$f_n, f \in L^1$ and pointwise convergence implies ...

Question

Let $f_n, f \in L^1(\mathbb{R}), f_n \to f$ pointwise. Then $\int \left|f_n-f\right| \to 0$ iff $\int \left|f_n\right| \to \int \left|f\right|$.

My attempt was to use the Triangle Inequality for one side. Certainly taking convergence in mean as true we have convergence in mean of the absolute values, because of the triangle inequality.

Now, take convergence in mean of the absolute values. How to show convergence in mean of the original functions? I'm not even sure where pointwise convergence comes into play at this point. The only thing I tried was Egoroff's Theorem, and that led to nothing.
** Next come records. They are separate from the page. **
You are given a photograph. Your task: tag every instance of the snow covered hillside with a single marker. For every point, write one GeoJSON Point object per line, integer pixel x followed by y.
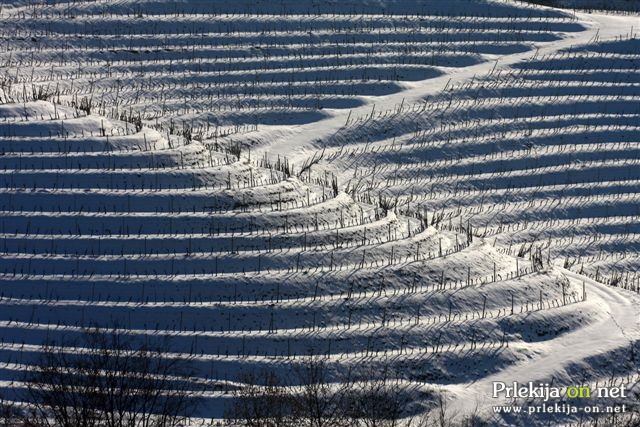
{"type": "Point", "coordinates": [442, 190]}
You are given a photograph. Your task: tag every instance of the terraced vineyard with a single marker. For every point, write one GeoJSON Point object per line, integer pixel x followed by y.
{"type": "Point", "coordinates": [444, 191]}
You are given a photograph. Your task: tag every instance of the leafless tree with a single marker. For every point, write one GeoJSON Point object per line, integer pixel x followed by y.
{"type": "Point", "coordinates": [103, 380]}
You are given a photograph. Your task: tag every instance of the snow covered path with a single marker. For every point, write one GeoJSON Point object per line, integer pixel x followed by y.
{"type": "Point", "coordinates": [618, 326]}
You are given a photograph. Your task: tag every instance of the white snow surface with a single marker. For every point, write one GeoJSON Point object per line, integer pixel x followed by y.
{"type": "Point", "coordinates": [516, 124]}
I would appreciate a hint, or a link if this is a repeated problem (I have a feeling it's standard, but I couldn't find it in the drop-down menu when I typed out the title).

Answer 1

Note that $$\left|\int_\Bbb R |f|-|f_n|\right|\leqslant \int_\Bbb R ||f|-|f_n||\leqslant \int_\Bbb R |f-f_n|=\lVert f-f_n\rVert$$

This shows one direction.

For the other direction, use Fatou's lemma with $g_n=|f_n|+|f|-|f-f_n|\geqslant 0$, $g=\liminf g_n$.